The Image of the City

The Image of the City

Fifty years after the publication of Kevin Lynch’s seminal book, his vocabulary and human-centered approach are still shaping urban design and wayfinding.

In my junior year in college, I took a correspondence course in urban geography from Penn State. As I read the textbook in the basement boiler room of an old elementary school (my summer job cleaning and fixing boilers was actually ideal for taking a correspondence course), I discovered an author who would forever change my perceptions about urban planning and design.

Kevin Lynch was not a planner or designer. He was not a visionary like Edmund Bacon or a contrarian like Jane Jacobs. He proposed few solutions to the calamity that was urban planning and redevelopment in American cities in the 1950s. But his writings may have done more to shape urban design, planning, and urban wayfinding than any other thinker of that era.

During the 1950s, Lynch set out in modern American cities redesigned by highways, enormous public housing projects, and grand new commercial and institutional centers inspired by Mies van der Rohe and Le Corbusier to see how these new urban features affected the average citygoer. Using two basic research methodologies—the cognitive map (i.e., a person’s ability to draw a map from memory) and experiential analysis (documenting how people navigate cities)—Lynch tried to determine how people viewed, perceived, and navigated cities.

His conclusions resulted in two assertions. The first was that most urban dwellers utilize nearly the same urban vocabulary when creating a mental map of their city. This vocabulary consists of nodes (centers of congregation), landmarks (visual anchors), districts (distinct urban places), edges (the physical barriers between districts), and paths (streets and other transit routes). While extremely simple, this vocabulary has become standard for urban planners, designers, and later, the tourism industry. When urban wayfinding and mapping systems began to be developed in major cities, Lynch’s ideas found their clearest uses, both in theory and in practice. Read any book on wayfinding over the last 10 years and you’ll see his combination of elements (with the addition of gateways) employed as part of the navigation process. Tourist maps found in any major city employ the elemental structure of Lynch’s maps, which are so ubiquitous that it is hard to remember what existed before.

Lynch’s second major assertion was that the modern city was growing increasingly detached from the citydweller, dramatically impacting visitors’ sense of place. His analysis in Jersey City showed that its residents had no comprehension of the districts outside their home district; essentially, the city was creating villages with no connection to each other. His analysis of Boston showed that the central highway artery cutting through the city completely severed residents’ understanding of the city as a complete form. In Los Angeles, he discovered dead zones where residents had forgotten that specific urban parks and other destinations existed. Their view of the city had become a highway map. 

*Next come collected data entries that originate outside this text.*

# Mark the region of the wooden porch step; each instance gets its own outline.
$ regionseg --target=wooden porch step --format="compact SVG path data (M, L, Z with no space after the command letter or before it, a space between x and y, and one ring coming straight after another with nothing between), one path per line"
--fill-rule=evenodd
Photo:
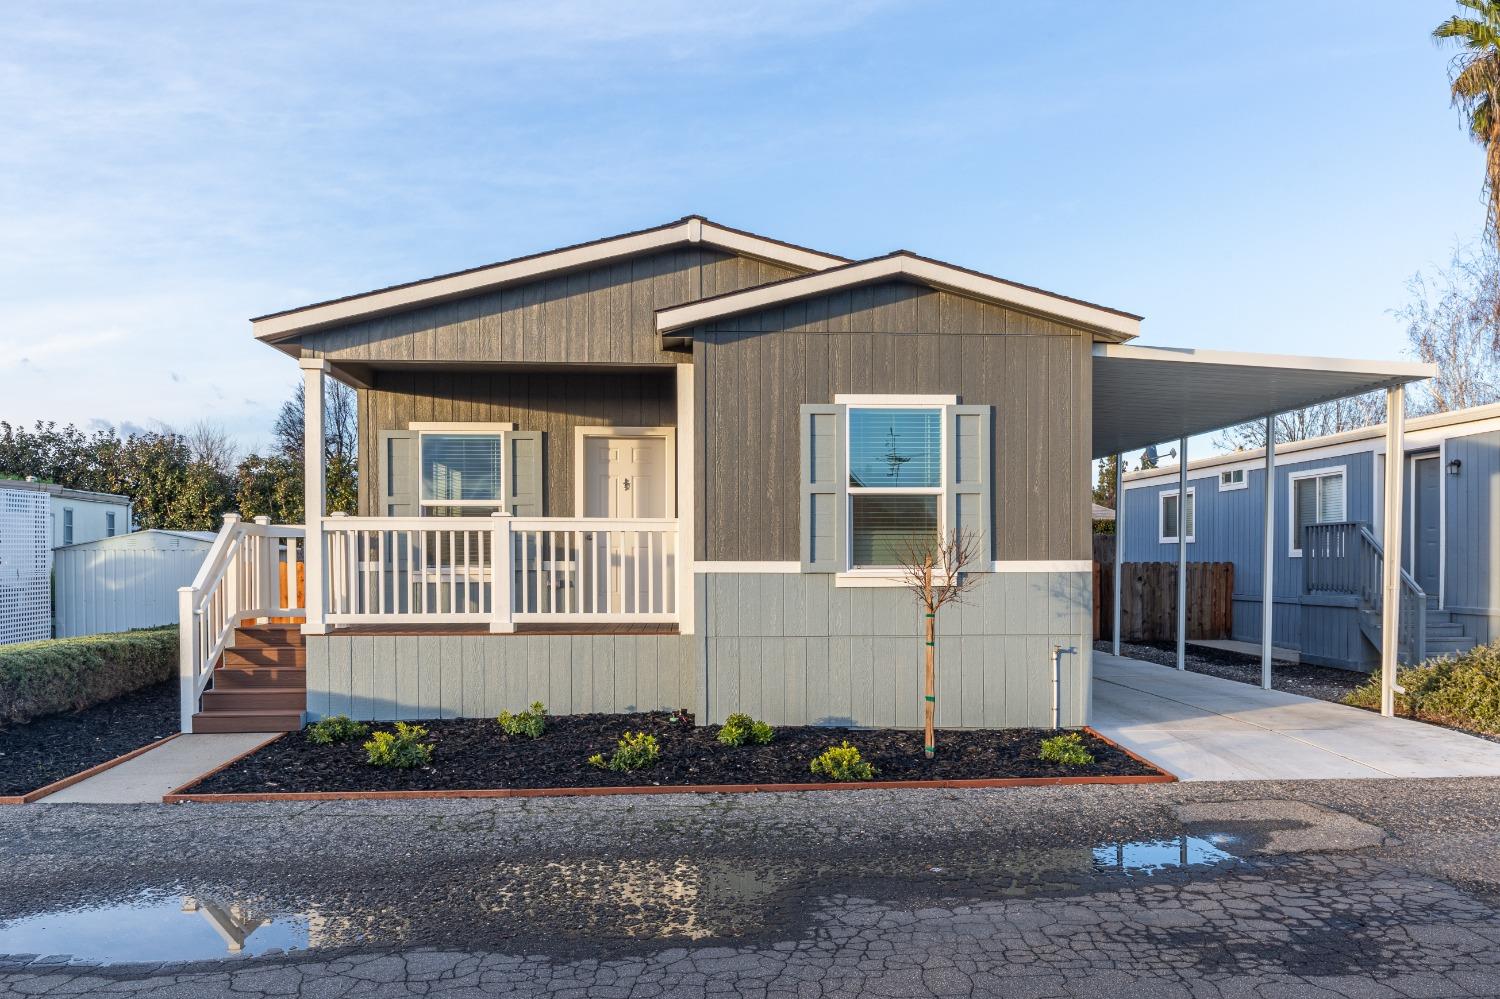
M206 715L234 714L239 711L302 711L307 707L305 687L250 687L224 690L215 687L203 692Z
M296 624L251 624L234 629L236 649L301 648L302 628Z
M307 649L301 645L249 645L224 650L219 663L225 669L256 666L306 666Z
M307 689L307 670L301 666L235 666L214 670L215 690L262 687Z
M301 711L200 711L193 715L194 732L296 732Z

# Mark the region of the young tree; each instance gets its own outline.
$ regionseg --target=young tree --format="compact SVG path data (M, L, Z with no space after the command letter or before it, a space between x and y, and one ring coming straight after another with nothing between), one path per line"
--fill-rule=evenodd
M966 571L979 558L979 538L972 531L915 538L900 557L901 582L917 598L925 615L927 642L923 661L923 749L930 760L937 754L933 723L937 711L937 615L948 604L960 602L979 577Z
M1439 44L1456 42L1449 65L1453 106L1469 135L1484 148L1485 223L1500 244L1500 0L1458 0L1470 15L1454 14L1433 29Z
M1309 406L1276 417L1276 443L1290 444L1310 437L1357 430L1385 422L1385 393L1369 392L1349 399ZM1264 420L1221 430L1214 443L1228 451L1250 451L1266 446Z
M1500 400L1500 251L1455 248L1447 268L1429 282L1407 282L1411 301L1396 310L1412 353L1438 366L1437 377L1414 385L1413 410L1443 413Z
M354 513L359 506L359 413L354 390L343 382L329 379L323 395L323 441L327 468L326 496L330 513ZM275 446L270 456L250 455L240 466L243 493L252 505L276 523L302 522L302 453L303 427L306 425L306 389L297 383L292 397L281 404L272 427ZM245 482L248 471L251 479ZM283 481L268 485L267 476ZM293 481L294 480L294 481ZM296 495L296 519L284 520L273 510L289 510L285 499ZM270 496L282 497L267 502ZM242 506L245 499L241 499ZM268 508L269 507L269 508ZM245 515L253 516L245 507Z

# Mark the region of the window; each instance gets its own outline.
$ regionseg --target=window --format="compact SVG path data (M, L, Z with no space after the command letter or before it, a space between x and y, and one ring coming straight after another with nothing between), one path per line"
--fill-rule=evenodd
M889 568L941 530L943 411L849 408L849 562Z
M104 536L106 538L115 536L115 512L113 510L104 511Z
M1158 509L1160 510L1160 513L1161 513L1161 516L1159 518L1159 521L1160 521L1160 524L1161 524L1161 531L1160 531L1160 534L1158 536L1158 539L1164 545L1165 544L1173 544L1173 545L1175 545L1177 543L1177 490L1173 489L1171 492L1164 492L1164 493L1160 494L1157 497L1157 503L1158 503ZM1193 486L1188 486L1188 498L1187 498L1187 543L1188 544L1192 544L1193 541L1195 540L1194 539L1194 527L1195 527L1195 525L1194 525L1193 521L1195 520L1194 514L1197 512L1197 508L1198 508L1197 489L1195 489Z
M1347 519L1344 506L1344 469L1319 469L1291 476L1293 558L1302 555L1302 535L1309 524L1338 524Z
M498 433L423 433L423 516L472 517L498 510L500 453Z
M1243 468L1231 469L1219 473L1219 492L1228 492L1231 489L1245 488L1245 470Z

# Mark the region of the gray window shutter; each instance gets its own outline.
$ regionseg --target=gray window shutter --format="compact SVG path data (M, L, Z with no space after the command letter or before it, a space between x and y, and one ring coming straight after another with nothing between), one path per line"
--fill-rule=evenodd
M974 537L977 554L972 571L989 572L995 564L991 529L995 515L990 501L994 410L990 406L943 408L948 421L947 529Z
M802 407L802 571L841 572L848 555L848 451L844 409Z
M380 431L380 509L382 517L415 517L422 471L417 464L417 435L410 430Z
M508 430L502 450L505 509L513 517L544 517L542 431Z

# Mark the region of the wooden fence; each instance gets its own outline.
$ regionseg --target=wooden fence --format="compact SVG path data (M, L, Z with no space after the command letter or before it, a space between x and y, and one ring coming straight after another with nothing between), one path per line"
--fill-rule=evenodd
M1234 563L1189 562L1189 638L1228 638L1234 623ZM1177 563L1126 562L1121 566L1120 637L1167 642L1177 637ZM1094 637L1114 631L1114 566L1094 563Z

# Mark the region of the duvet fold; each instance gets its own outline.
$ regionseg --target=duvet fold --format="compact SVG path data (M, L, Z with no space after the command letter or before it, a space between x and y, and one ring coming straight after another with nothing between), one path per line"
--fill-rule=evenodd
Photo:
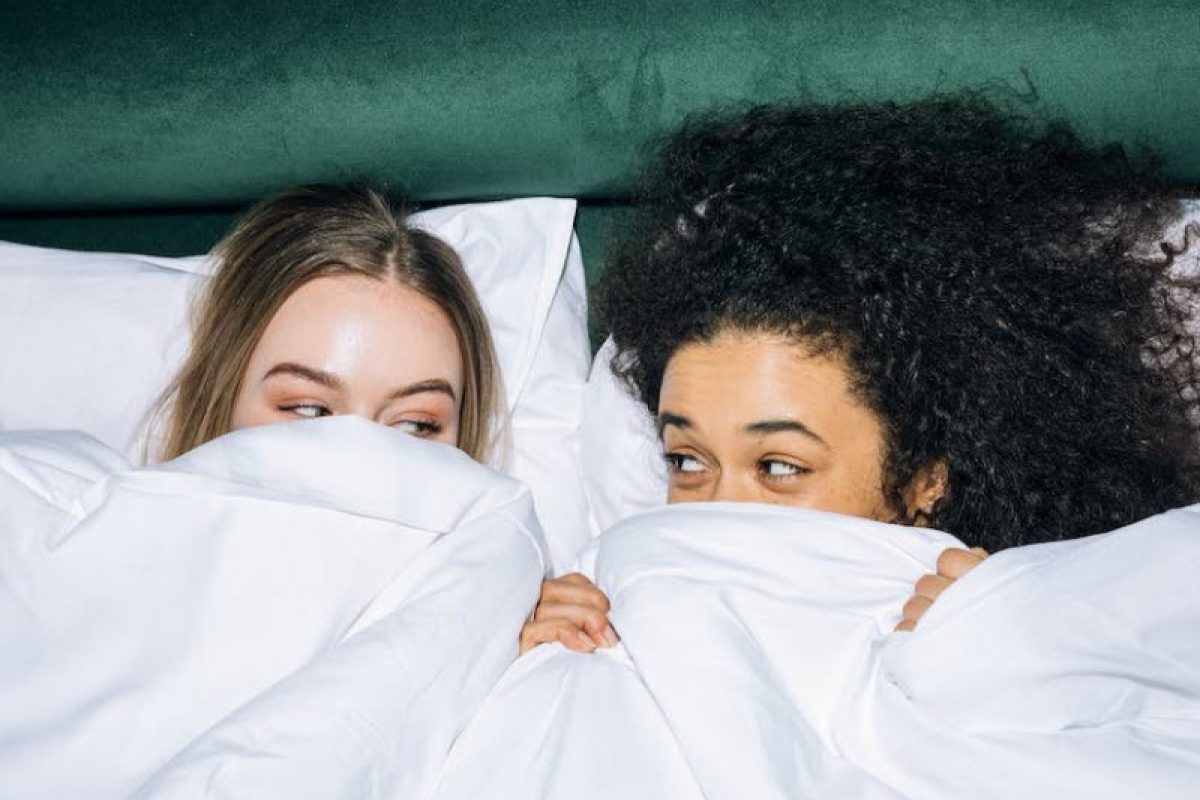
M996 554L754 505L581 559L620 646L517 658L528 492L367 423L130 470L0 446L0 797L1128 798L1200 785L1200 508Z
M0 797L418 795L543 575L522 486L361 420L0 439Z
M1187 798L1200 513L989 558L893 633L952 537L675 506L583 567L619 648L518 660L435 796Z

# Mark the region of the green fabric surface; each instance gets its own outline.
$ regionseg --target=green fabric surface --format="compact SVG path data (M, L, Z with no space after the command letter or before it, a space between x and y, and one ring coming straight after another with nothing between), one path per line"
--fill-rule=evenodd
M980 84L1196 181L1198 43L1195 0L7 0L0 210L619 199L698 109Z
M0 216L0 241L67 250L190 256L207 252L234 212L103 212Z

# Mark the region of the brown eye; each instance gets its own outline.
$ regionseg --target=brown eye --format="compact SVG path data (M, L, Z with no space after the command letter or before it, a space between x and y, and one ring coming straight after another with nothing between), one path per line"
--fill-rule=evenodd
M770 458L758 462L758 471L768 480L787 480L788 478L798 478L801 475L806 475L812 470L806 469L799 464L793 464L790 461Z
M663 453L663 459L667 462L667 470L672 474L694 475L704 472L704 464L695 456L684 453Z

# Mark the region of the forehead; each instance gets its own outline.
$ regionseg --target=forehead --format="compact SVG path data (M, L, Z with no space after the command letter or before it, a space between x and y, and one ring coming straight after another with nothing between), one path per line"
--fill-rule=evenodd
M412 323L450 326L449 319L429 298L391 280L365 275L326 275L300 286L284 300L269 327L320 327L317 322L347 318L384 328Z
M775 334L727 332L675 352L659 408L709 430L776 419L801 421L822 436L847 423L877 426L851 386L837 355Z
M293 292L268 322L251 361L374 371L391 380L457 380L461 372L454 326L432 300L358 275L316 278Z

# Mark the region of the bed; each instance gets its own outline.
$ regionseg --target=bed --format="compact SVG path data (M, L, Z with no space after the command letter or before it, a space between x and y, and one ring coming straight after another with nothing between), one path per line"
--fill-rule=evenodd
M1064 116L1098 139L1152 146L1180 187L1194 195L1200 182L1200 13L1189 2L12 0L0 7L0 37L0 241L43 247L200 254L274 190L365 178L427 207L577 198L590 283L636 203L642 157L689 115L961 87ZM20 377L9 385L19 390ZM1200 779L1191 747L1200 684L1187 666L1197 642L1186 633L1200 609L1196 508L1119 539L989 559L973 588L939 603L924 638L878 649L913 581L957 544L952 537L891 531L893 546L876 523L819 512L655 511L582 562L612 596L626 643L590 661L551 645L510 668L538 584L563 561L539 541L536 502L461 454L397 444L377 426L302 427L225 437L144 472L94 443L5 440L8 513L43 520L51 508L63 530L84 527L79 519L91 527L72 533L74 549L44 575L12 570L19 562L5 552L40 553L52 526L30 523L24 538L0 540L0 595L9 593L0 632L46 643L0 658L0 708L27 716L8 718L19 735L0 731L0 763L11 766L0 789L1000 798L1020 776L1025 796L1124 797L1136 785L1184 797ZM586 420L584 428L586 437ZM622 435L661 466L644 433ZM615 450L612 435L600 433ZM331 488L295 471L322 443L347 440L379 465L377 483ZM264 482L236 468L256 459ZM465 487L461 497L427 509L428 493L389 482L423 459ZM210 494L189 482L197 477ZM80 487L98 482L103 491L81 501ZM308 505L294 513L281 498L302 491ZM642 501L647 487L616 494ZM232 505L257 510L210 536ZM331 543L336 526L325 519L360 531L357 549ZM157 536L164 520L179 546L146 554L138 531ZM684 535L697 529L707 535ZM747 536L762 546L745 548ZM1178 548L1139 558L1147 536ZM1051 570L1059 557L1078 570ZM198 562L223 569L196 578ZM274 593L254 572L264 564L286 565L271 572ZM828 580L831 564L853 566L846 580L864 599L822 615L825 598L845 588ZM129 585L97 579L104 570L127 572ZM1059 577L1041 581L1040 570ZM91 595L54 591L88 581ZM1101 599L1074 617L1020 613L1021 603L1073 602L1080 586L1117 581L1120 591L1093 592ZM24 602L28 587L45 593L44 606ZM1148 587L1174 604L1153 602ZM1112 619L1132 613L1129 597L1141 616L1122 635L1139 646L1106 648ZM687 624L663 626L647 613L672 603ZM39 624L33 611L59 614L61 625ZM149 638L127 624L139 615ZM993 639L992 626L1011 635ZM845 649L813 658L807 644L845 630ZM196 660L201 651L213 660ZM939 672L955 660L948 653L967 653L969 668ZM1101 677L1071 684L1072 670ZM978 718L958 713L977 701L974 674L1004 689ZM1060 679L1076 693L1059 691ZM66 689L46 688L56 685ZM164 708L170 725L142 717ZM523 727L510 727L514 718ZM588 724L568 730L580 720ZM548 748L546 731L570 735ZM927 753L937 756L922 761Z

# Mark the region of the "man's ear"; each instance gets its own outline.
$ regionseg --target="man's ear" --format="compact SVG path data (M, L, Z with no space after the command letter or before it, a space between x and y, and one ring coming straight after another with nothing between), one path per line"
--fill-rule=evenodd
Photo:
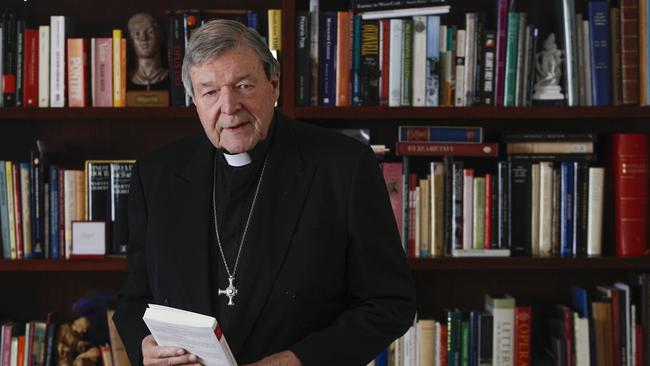
M280 74L271 79L271 86L273 86L273 98L277 102L280 99Z

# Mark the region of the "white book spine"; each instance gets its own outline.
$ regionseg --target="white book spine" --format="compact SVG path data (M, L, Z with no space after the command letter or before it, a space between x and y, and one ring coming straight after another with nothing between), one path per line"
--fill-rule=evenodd
M517 37L517 71L515 73L515 106L522 106L524 87L524 54L526 53L526 13L519 13L519 36Z
M492 361L493 365L513 366L515 309L496 308L492 311Z
M50 17L50 107L65 107L65 17Z
M431 163L431 255L434 257L442 257L445 254L444 184L444 165L440 162Z
M582 14L576 14L575 30L576 30L576 49L578 50L578 52L576 52L578 58L578 65L584 65L585 53L583 52L583 47L585 41L584 41L584 34L582 34ZM581 106L587 105L587 94L585 90L585 83L586 83L585 72L588 72L588 70L583 70L582 68L580 68L577 73L578 100Z
M446 36L446 32L445 32ZM427 17L425 104L437 107L440 104L440 17Z
M553 253L553 164L539 163L539 255L550 257Z
M476 13L465 14L465 68L463 70L463 105L474 101L474 65L476 65Z
M472 249L474 239L474 171L463 171L463 249Z
M70 259L72 252L72 220L75 219L76 211L76 176L74 170L65 170L63 172L63 191L64 191L64 232L65 232L65 259Z
M589 168L589 204L587 212L587 255L603 252L603 204L605 168Z
M420 245L422 237L420 231L422 230L422 213L420 212L420 187L415 187L413 192L413 206L415 207L415 257L420 257Z
M456 107L465 105L465 30L456 31Z
M573 313L575 366L589 366L589 319Z
M38 106L50 106L50 26L38 27Z
M528 88L529 88L529 80L530 78L528 75L530 75L532 70L530 70L530 58L531 58L531 53L533 52L533 27L530 25L526 26L526 48L524 48L524 64L522 66L523 71L521 73L522 75L522 81L521 81L521 105L522 106L528 106L530 105L528 103Z
M413 106L424 107L426 100L427 17L413 17Z
M530 246L533 257L539 257L539 194L540 194L540 166L535 163L531 166L531 226L530 226Z
M3 49L3 47L4 47L4 41L3 41L4 36L2 35L2 32L3 32L2 24L0 24L0 79L2 78L2 74L4 73L4 69L5 69L5 66L4 66L5 52L4 52L4 49ZM0 82L0 107L4 107L4 100L5 100L3 84L4 83Z
M562 21L564 34L564 74L566 84L564 87L564 94L566 95L567 104L571 107L578 105L578 60L576 50L576 36L575 36L575 0L561 0L562 2ZM583 65L580 65L583 67Z
M402 19L390 20L390 60L388 67L388 106L401 105L402 92Z
M580 51L580 50L578 50ZM589 32L589 21L582 21L582 52L584 64L580 65L579 70L583 72L585 79L585 105L592 106L591 98L591 33Z
M309 59L311 61L310 104L318 105L318 18L319 1L309 0Z

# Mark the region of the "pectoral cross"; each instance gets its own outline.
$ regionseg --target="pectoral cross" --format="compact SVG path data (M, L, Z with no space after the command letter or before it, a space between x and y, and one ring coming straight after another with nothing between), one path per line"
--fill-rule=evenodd
M228 282L230 283L228 287L226 287L225 290L219 289L219 295L228 296L228 306L235 306L235 303L232 301L232 299L235 297L235 295L237 295L237 288L232 284L233 281L235 281L235 277L228 277Z

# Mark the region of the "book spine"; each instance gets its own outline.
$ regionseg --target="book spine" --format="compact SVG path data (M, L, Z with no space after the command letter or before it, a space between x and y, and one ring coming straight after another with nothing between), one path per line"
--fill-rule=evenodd
M390 51L388 66L388 106L401 105L402 53L404 20L390 19Z
M506 148L508 154L591 154L594 152L594 143L592 141L509 142Z
M9 206L7 202L7 176L5 162L0 160L0 233L2 233L2 258L11 259L9 237Z
M45 228L45 214L43 202L43 159L38 152L32 152L31 163L29 166L30 173L30 202L32 213L32 258L43 259L45 258L44 251L44 228Z
M577 256L587 255L589 167L583 162L574 162L574 250Z
M319 105L334 106L336 104L335 95L335 57L336 57L336 12L324 12L321 15L320 39L320 57L318 73L320 87Z
M7 210L9 218L9 251L10 256L6 259L17 259L16 257L16 210L14 207L14 179L13 163L10 161L5 164L5 178L7 185Z
M561 169L561 197L560 197L560 256L573 255L573 185L575 174L572 162L562 162Z
M580 24L576 22L576 26L580 28ZM582 73L581 77L584 81L584 105L592 106L593 105L593 93L592 93L592 83L591 80L591 28L589 27L589 20L585 19L582 21L582 45L578 47L577 53L582 52L582 67L576 73L576 77ZM578 46L576 42L576 47Z
M524 65L526 63L525 55L527 49L527 42L530 35L530 28L526 27L526 20L528 14L519 13L519 30L517 31L517 69L515 71L515 106L520 107L523 105L524 95ZM527 32L528 30L528 32Z
M310 96L309 79L311 65L309 59L309 13L296 15L296 106L308 106Z
M576 106L579 103L578 95L578 64L576 55L576 35L575 35L575 1L574 0L556 0L558 4L558 24L560 25L559 48L564 50L564 94L569 106Z
M25 96L25 21L16 20L16 107L24 105Z
M540 165L531 164L530 170L530 255L539 257Z
M66 19L50 17L50 107L65 106Z
M38 106L50 106L50 26L38 27Z
M426 105L427 84L427 17L413 17L413 44L412 44L412 105L424 107Z
M133 163L111 163L111 254L126 254L129 183Z
M113 40L110 38L95 39L95 56L93 60L95 65L95 74L93 75L95 83L95 96L93 106L95 107L112 107L113 106Z
M309 101L310 105L317 106L319 104L318 93L320 91L320 14L319 14L319 0L309 0L309 60L310 60L310 79L309 79Z
M519 46L519 13L508 13L508 38L504 82L504 107L515 106L517 85L517 47Z
M361 36L362 21L360 15L353 15L352 20L352 106L362 105L362 82L361 82ZM376 23L377 24L377 23ZM379 54L379 26L376 32L376 47L374 51Z
M639 2L621 0L623 104L639 104Z
M604 205L605 169L589 168L587 255L600 256L603 252L603 205Z
M474 169L463 170L463 249L472 249L474 239Z
M2 75L2 104L4 107L16 106L16 77L17 67L17 50L18 36L16 34L16 14L4 13L2 16L2 47L4 61L1 72Z
M427 17L425 64L425 105L437 107L440 105L440 17Z
M113 29L113 107L126 105L125 90L122 89L122 79L126 80L122 68L122 30Z
M400 78L400 105L410 107L413 100L413 19L403 19L402 73Z
M623 81L621 69L621 8L612 7L609 10L609 35L611 41L610 60L611 68L611 86L612 86L612 104L623 104Z
M499 154L499 146L497 143L454 144L435 142L398 142L396 145L396 150L399 155L496 157Z
M403 204L403 184L402 176L403 172L403 163L382 163L381 165L382 172L384 174L384 180L386 181L386 189L388 191L388 196L390 198L390 205L393 209L393 214L395 215L395 221L397 222L397 229L400 234L402 234L402 214L404 212Z
M400 142L483 142L482 127L399 126Z
M510 223L509 248L513 256L531 255L531 164L512 162L509 166Z
M350 70L351 70L351 13L339 11L336 27L336 66L335 66L335 104L337 107L347 107L351 103L350 98Z
M171 80L171 106L185 106L185 88L183 87L182 68L185 56L185 39L183 33L183 15L169 15L169 74ZM112 94L111 94L112 95ZM112 105L112 101L111 101Z
M485 249L485 177L474 177L472 248Z
M528 60L528 74L527 78L527 90L526 92L526 106L533 105L533 93L535 91L535 65L537 62L537 44L539 42L539 27L532 26L531 30L531 45L529 49L529 60Z
M38 30L25 29L25 67L23 82L23 105L38 105L38 64L39 64Z
M429 189L429 207L431 208L431 256L442 257L445 254L444 230L444 163L431 163L431 187Z
M647 248L648 142L642 134L612 136L616 255L638 256Z
M268 42L272 51L282 50L282 9L269 9L268 15Z
M452 221L451 221L451 250L463 249L463 198L464 198L464 169L462 162L452 165Z
M67 43L68 105L86 107L88 105L87 43L83 38L69 38Z
M464 29L456 31L456 90L454 91L454 105L462 107L465 105L465 42L466 32Z
M360 73L360 94L361 105L379 105L380 88L380 21L361 21L361 69ZM390 38L386 37L386 44ZM384 78L388 80L388 78Z
M485 240L483 247L485 249L492 249L492 206L494 205L492 198L494 188L494 176L491 173L485 174Z
M50 253L51 259L59 259L59 168L50 165Z
M24 259L32 258L32 210L31 207L31 182L29 179L29 163L20 163L20 207L23 231L23 256Z
M391 20L381 19L379 21L379 105L386 106L390 99L390 49L391 49Z
M495 249L510 248L510 164L506 161L500 161L497 164L498 180L498 245Z
M495 105L496 37L493 31L483 34L483 71L479 80L481 105Z
M420 245L416 244L419 250L416 250L416 256L428 258L431 256L431 175L426 179L420 179L419 185L419 214L420 222Z
M65 244L65 227L66 227L66 196L69 193L69 188L65 184L65 169L61 168L59 169L59 202L58 202L58 208L59 208L59 228L58 228L58 236L59 236L59 259L63 259L66 257L66 244Z
M532 315L530 306L515 307L515 366L529 366L531 364Z
M540 162L539 187L539 255L550 257L553 253L551 229L553 227L553 164Z
M506 44L508 39L508 0L497 0L497 31L494 76L494 105L502 107L505 90Z
M591 94L592 104L611 104L610 95L610 41L609 4L604 1L589 1L589 34L591 35Z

Lynch’s conclusions had a profound impact on city officials. When city tourism groups sprang up in the 1970s, their first priority was to redefine the city by highlighting neighborhoods through their architecture, culture, major landmarks, and streets. This was followed in the 1980s by large urban projects with the goal of knitting the city together again. Boston began burying its central artery and reuniting sections of the city, while Jersey City developed wayfinding and identity programs. These efforts created an urban design renaissance that continues today in cities around the country.

Lynch’s final and greatest influence was the understanding that cognitive science was a research field that could be applied to design and planning projects. The idea that the study of human behavior can influence design, commonplace today, was nearly unheard of in the 1940s and 1950s. In those days, urban theory was shaped by revolutionary designers and utopian visions decoupled from human behavior. Frank Lloyd Wright’s Broadacre City of wide highways and malls was matched by the public buildings on grand lawns developed by international school visionaries like Corbusier and Mies van der Rohe. These visions were based on the idea that the environment could change human behavior instead of the other way around.  Today most theory is built around the opposite approach: that evidenced-based design should complement human behavior.

After 50 years it’s exciting to see the impact of a single book, theory, or design on the way we look at cities. Frank Lloyd Wright’s mile-high tower idea found direct expression in the Burj tower in Dubai after 50 years. Jane Jacobs’ vision of a city where buildings could contain a series of flexible functions became reality in the mixed-use revolution of the last 10 years. And Kevin Lynch’s The Image of the City shaped the way we perceive and navigate modern cities.

--By Craig Berger, segdDESIGN No. 26, 2009

Editor's note: Craig Berger is SEGD’s former director of education and professional development.